1. when /sys/kernel/mm/transparent_hugepage/enabled is 'always', the
amount of THP always is one less.

Testing code:
---- snip --------
unsigned long hugepagesize = (1UL << 21);

int main()
{
void *addr;
int i;

printf("pid is %d\n", getpid());

for (i = 0; i < 5; i++) {
addr = mmap(NULL, hugepagesize, PROT_READ|PROT_WRITE, MAP_PRIVATE|MAP_ANON, -1, 0);

if (addr == MAP_FAILED) {
perror("mmap");
return -1;
}

memset(addr, i, hugepagesize);
}

sleep(50);

return 0;
}
------ snip ----------

the /proc/[pid]/smaps show that Anonymous is 10240kB but AnonHugePages is 8192Kb, one THP less:
----- snip --------
7f59ccc01000-7f59cd601000 rw-p 00000000 00:00 0
Size: 10240 kB
Rss: 10240 kB
Pss: 10240 kB
Shared_Clean: 0 kB
Shared_Dirty: 0 kB
Private_Clean: 0 kB
Private_Dirty: 10240 kB
Referenced: 10240 kB
Anonymous: 10240 kB
AnonHugePages: 8192 kB
Swap: 0 kB
KernelPageSize: 4 kB
MMUPageSize: 4 kB
Locked: 0 kB
VmFlags: rd wr mr mw me ac hg
------- sinp ---------

2. when /sys/kernel/mm/transparent_hugepage/enabled is 'madvise', THP can't
distinguish any one anonymous hugepage size:

Testing code:
-------- snip --------
unsigned long hugepagesize = (1UL << 21);

int main()
{
void *addr;
int i;

printf("pid is %d\n", getpid());

for (i = 0; i < 5; i++) {
addr = mmap(NULL, hugepagesize, PROT_READ|PROT_WRITE, MAP_PRIVATE|MAP_ANON, -1, 0);

if (addr == MAP_FAILED) {
perror("mmap");
return -1;
}

if (madvise(addr, hugepagesize, MADV_HUGEPAGE) == -1) {
perror("madvise");
return -1;
}

memset(addr, i, hugepagesize);
}

sleep(50);

return 0;
}
--------- snip ----------

The result is that it can't find any AnonHugePages from /proc/[pid]/smaps :
-------------- snip -------
7f0b38cd0000-7f0b396d0000 rw-p 00000000 00:00 0
Size: 10240 kB
Rss: 10240 kB
Pss: 10240 kB
Shared_Clean: 0 kB
Shared_Dirty: 0 kB
Private_Clean: 0 kB
Private_Dirty: 10240 kB
Referenced: 10240 kB
Anonymous: 10240 kB
AnonHugePages: 0 kB
Swap: 0 kB
KernelPageSize: 4 kB
MMUPageSize: 4 kB
Locked: 0 kB
VmFlags: rd wr mr mw me ac
----------- snip ----------

3. when I made the address aligned with HUGEPAGESIZE using 'posix_memalign()' instead of mmap(),
THP perform good, and can distinguish all anonymous huge pages.

my question is:
1. all the above behaviour is right?
2. why THP can't distinguish one naturally aligned huge page(generated by mmap())?

--
Thanks,
Zhouping


2013-04-01 22:24:02

by David Rientjes

[permalink] [raw]
Subject: Re: THP: AnonHugePages in /proc/[pid]/smaps is correct or not?
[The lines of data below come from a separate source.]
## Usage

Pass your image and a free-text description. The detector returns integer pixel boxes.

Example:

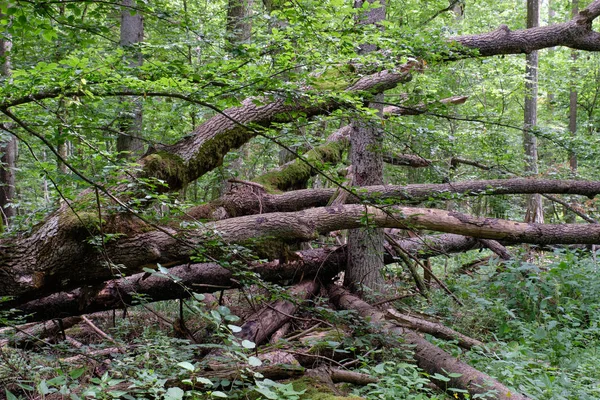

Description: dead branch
[386,308,485,349]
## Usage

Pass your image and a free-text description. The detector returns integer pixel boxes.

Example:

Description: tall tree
[117,0,144,157]
[226,0,254,46]
[344,0,386,291]
[0,18,17,225]
[569,0,579,175]
[523,0,544,223]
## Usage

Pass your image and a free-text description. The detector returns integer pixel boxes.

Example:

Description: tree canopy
[0,0,600,399]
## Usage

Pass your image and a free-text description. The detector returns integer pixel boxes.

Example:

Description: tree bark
[117,0,144,158]
[449,0,600,58]
[523,0,544,223]
[344,0,386,292]
[386,308,485,349]
[0,18,17,227]
[8,205,600,302]
[569,0,579,176]
[236,280,320,345]
[329,285,527,400]
[187,178,600,220]
[225,0,254,48]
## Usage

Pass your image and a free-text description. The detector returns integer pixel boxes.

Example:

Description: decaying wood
[386,308,485,349]
[328,285,528,400]
[187,178,600,220]
[478,239,512,261]
[450,1,600,56]
[236,280,320,344]
[383,154,431,168]
[269,322,292,343]
[13,247,346,321]
[0,317,81,348]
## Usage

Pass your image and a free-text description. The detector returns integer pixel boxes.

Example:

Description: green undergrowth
[417,251,600,400]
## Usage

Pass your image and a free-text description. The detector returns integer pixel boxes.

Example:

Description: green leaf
[177,361,196,372]
[5,389,18,400]
[165,387,185,400]
[196,376,213,386]
[248,356,262,367]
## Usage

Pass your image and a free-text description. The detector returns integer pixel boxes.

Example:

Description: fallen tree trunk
[386,308,485,350]
[6,234,492,321]
[0,317,81,349]
[7,204,600,303]
[9,247,346,321]
[329,285,528,400]
[187,178,600,220]
[236,280,321,345]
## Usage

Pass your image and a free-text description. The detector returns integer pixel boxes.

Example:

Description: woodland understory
[0,0,600,399]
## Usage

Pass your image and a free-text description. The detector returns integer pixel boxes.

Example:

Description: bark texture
[237,280,320,344]
[450,1,600,57]
[8,205,600,302]
[226,0,254,46]
[188,178,600,220]
[329,286,527,400]
[523,0,544,223]
[344,0,386,292]
[117,0,144,157]
[0,21,17,225]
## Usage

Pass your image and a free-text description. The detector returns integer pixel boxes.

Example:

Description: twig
[81,315,125,353]
[371,293,417,307]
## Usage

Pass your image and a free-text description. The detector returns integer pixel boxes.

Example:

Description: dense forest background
[0,0,600,399]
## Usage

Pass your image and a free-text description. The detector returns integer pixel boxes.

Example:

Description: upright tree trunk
[0,20,17,227]
[450,0,465,21]
[117,0,144,157]
[569,0,579,175]
[344,0,385,291]
[54,4,69,174]
[523,0,544,223]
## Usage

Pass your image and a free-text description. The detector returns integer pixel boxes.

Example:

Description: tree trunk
[117,0,144,158]
[226,0,253,48]
[569,0,579,176]
[8,205,600,302]
[523,0,544,223]
[344,0,385,292]
[329,285,527,400]
[0,21,17,227]
[236,280,320,345]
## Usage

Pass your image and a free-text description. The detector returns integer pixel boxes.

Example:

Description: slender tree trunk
[569,0,579,175]
[117,0,144,157]
[548,0,556,109]
[523,0,544,223]
[450,0,465,21]
[344,0,385,291]
[0,20,17,227]
[226,0,254,47]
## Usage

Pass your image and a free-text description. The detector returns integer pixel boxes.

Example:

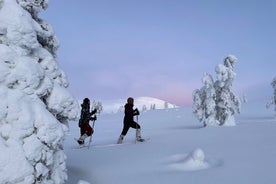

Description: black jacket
[124,103,139,123]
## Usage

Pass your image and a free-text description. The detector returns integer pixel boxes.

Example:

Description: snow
[65,103,276,184]
[0,0,79,184]
[101,97,177,113]
[0,0,276,184]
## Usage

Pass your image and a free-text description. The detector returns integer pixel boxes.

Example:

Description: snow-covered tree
[0,0,79,184]
[266,77,276,112]
[193,73,219,126]
[193,55,240,126]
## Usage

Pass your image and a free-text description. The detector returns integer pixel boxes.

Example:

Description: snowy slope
[65,104,276,184]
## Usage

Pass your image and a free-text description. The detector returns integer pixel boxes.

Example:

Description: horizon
[40,0,276,106]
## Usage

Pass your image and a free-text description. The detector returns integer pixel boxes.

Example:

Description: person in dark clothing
[78,98,97,145]
[117,97,144,144]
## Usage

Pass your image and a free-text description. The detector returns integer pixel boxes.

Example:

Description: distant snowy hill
[102,97,177,113]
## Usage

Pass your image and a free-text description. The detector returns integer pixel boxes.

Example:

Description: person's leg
[117,123,129,144]
[131,121,142,141]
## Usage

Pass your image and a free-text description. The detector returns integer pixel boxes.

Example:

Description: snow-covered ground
[65,104,276,184]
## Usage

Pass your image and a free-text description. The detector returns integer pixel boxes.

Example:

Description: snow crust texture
[0,0,79,184]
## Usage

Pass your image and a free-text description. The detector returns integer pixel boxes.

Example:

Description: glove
[91,109,97,114]
[90,116,97,121]
[134,108,140,115]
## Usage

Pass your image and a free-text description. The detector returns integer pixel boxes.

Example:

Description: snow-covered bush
[0,0,79,184]
[266,77,276,112]
[193,55,240,126]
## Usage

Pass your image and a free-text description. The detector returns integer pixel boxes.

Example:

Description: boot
[117,135,124,144]
[78,134,88,145]
[136,129,144,142]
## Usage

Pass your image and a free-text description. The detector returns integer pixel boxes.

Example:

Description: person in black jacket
[117,97,144,144]
[78,98,97,145]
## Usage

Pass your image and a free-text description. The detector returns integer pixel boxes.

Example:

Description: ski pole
[88,120,95,149]
[135,115,138,144]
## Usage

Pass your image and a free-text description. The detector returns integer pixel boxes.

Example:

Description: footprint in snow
[167,148,222,171]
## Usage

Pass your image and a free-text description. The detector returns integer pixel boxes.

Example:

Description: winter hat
[127,97,134,104]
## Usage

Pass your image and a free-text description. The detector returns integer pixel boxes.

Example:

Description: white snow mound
[169,148,210,171]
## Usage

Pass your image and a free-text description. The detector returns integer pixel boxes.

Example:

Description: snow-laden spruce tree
[193,73,219,126]
[266,77,276,112]
[0,0,79,184]
[193,55,240,126]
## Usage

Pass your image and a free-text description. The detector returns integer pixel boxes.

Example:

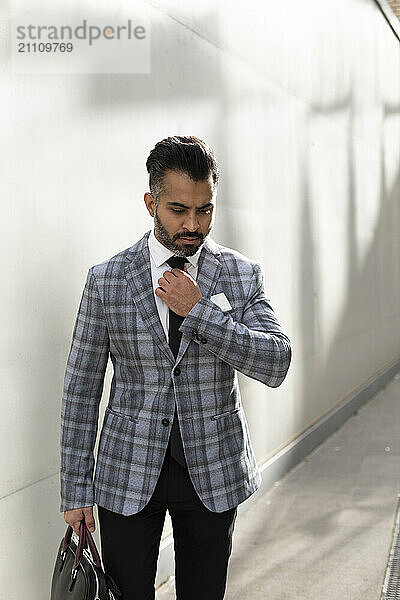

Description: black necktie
[167,256,187,468]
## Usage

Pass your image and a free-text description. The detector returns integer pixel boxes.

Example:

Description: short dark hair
[146,135,220,198]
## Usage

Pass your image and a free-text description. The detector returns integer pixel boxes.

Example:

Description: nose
[183,216,199,233]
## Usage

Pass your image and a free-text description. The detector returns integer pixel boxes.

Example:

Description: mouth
[179,237,200,244]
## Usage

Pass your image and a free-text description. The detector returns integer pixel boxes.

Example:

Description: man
[60,136,291,600]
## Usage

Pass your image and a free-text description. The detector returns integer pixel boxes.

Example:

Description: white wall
[0,0,400,600]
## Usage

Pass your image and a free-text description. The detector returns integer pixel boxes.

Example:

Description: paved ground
[157,375,400,600]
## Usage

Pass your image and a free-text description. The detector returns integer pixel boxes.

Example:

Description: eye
[171,208,211,214]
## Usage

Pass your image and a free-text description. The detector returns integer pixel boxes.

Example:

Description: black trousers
[98,447,237,600]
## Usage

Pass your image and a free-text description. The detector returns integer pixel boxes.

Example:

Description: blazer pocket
[106,406,139,423]
[210,406,242,420]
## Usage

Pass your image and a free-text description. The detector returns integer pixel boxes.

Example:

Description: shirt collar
[148,228,203,267]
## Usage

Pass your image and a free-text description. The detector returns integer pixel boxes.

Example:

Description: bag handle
[62,518,122,596]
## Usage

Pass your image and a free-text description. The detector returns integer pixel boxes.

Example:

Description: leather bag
[51,519,122,600]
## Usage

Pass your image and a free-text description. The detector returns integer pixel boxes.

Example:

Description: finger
[83,506,96,533]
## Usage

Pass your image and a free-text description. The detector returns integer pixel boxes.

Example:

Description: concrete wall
[0,0,400,600]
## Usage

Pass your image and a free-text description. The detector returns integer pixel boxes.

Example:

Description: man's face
[144,170,216,256]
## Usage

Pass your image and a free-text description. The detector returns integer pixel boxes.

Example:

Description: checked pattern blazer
[60,231,291,515]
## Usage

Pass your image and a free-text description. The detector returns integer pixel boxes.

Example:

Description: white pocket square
[210,292,232,312]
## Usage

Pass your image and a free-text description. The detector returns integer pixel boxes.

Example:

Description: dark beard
[154,210,212,256]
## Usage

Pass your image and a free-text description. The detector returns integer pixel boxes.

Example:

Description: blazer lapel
[125,231,221,364]
[176,237,221,361]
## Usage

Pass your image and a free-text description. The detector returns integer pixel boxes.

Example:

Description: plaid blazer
[60,231,291,515]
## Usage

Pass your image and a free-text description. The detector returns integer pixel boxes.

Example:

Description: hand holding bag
[51,519,122,600]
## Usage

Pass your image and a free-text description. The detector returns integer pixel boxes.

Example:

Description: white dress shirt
[148,229,203,342]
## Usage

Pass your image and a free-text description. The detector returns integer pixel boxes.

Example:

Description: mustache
[178,235,200,240]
On Mon, 1 Apr 2013, Zhouping Liu wrote:

> Hi all,
>
> I found THP can't correctly distinguish one anonymous hugepage map.
>
> 1. when /sys/kernel/mm/transparent_hugepage/enabled is 'always', the
> amount of THP always is one less.
>

It's not a problem with identifying an anonymous mapping as a hugepage,
setting thp enabled to "always" does not guarantee that they will always
be allocatable or that your mmap() will be 2MB aligned. Your sample code
is using mmap() instead of posix_memalign() so you'll probably only get
100% hugepages only 1/512th of the time.

> 2. when /sys/kernel/mm/transparent_hugepage/enabled is 'madvise', THP can't
> distinguish any one anonymous hugepage size:
>
> Testing code:
> -------- snip --------
> unsigned long hugepagesize = (1UL << 21);
>
> int main()
> {
> void *addr;
> int i;
>
> printf("pid is %d\n", getpid());
>
> for (i = 0; i < 5; i++) {
> addr = mmap(NULL, hugepagesize, PROT_READ|PROT_WRITE, MAP_PRIVATE|MAP_ANON, -1, 0);
>
> if (addr == MAP_FAILED) {
> perror("mmap");
> return -1;
> }
>
> if (madvise(addr, hugepagesize, MADV_HUGEPAGE) == -1) {
> perror("madvise");
> return -1;
> }
>
> memset(addr, i, hugepagesize);
> }
>
> sleep(50);
>
> return 0;
> }
> --------- snip ----------
>
> The result is that it can't find any AnonHugePages from /proc/[pid]/smaps :
> -------------- snip -------
> 7f0b38cd0000-7f0b396d0000 rw-p 00000000 00:00 0
> Size: 10240 kB
> Rss: 10240 kB
> Pss: 10240 kB
> Shared_Clean: 0 kB
> Shared_Dirty: 0 kB
> Private_Clean: 0 kB
> Private_Dirty: 10240 kB
> Referenced: 10240 kB
> Anonymous: 10240 kB
> AnonHugePages: 0 kB
> Swap: 0 kB
> KernelPageSize: 4 kB
> MMUPageSize: 4 kB
> Locked: 0 kB
> VmFlags: rd wr mr mw me ac

"hg" would be shown in VmFlags if your MADV_HUGEPAGE was successful, are
you sure this is the right vma?

2013-04-02 03:11:49

by Zhouping Liu

[permalink] [raw]
Subject: Re: THP: AnonHugePages in /proc/[pid]/smaps is correct or not?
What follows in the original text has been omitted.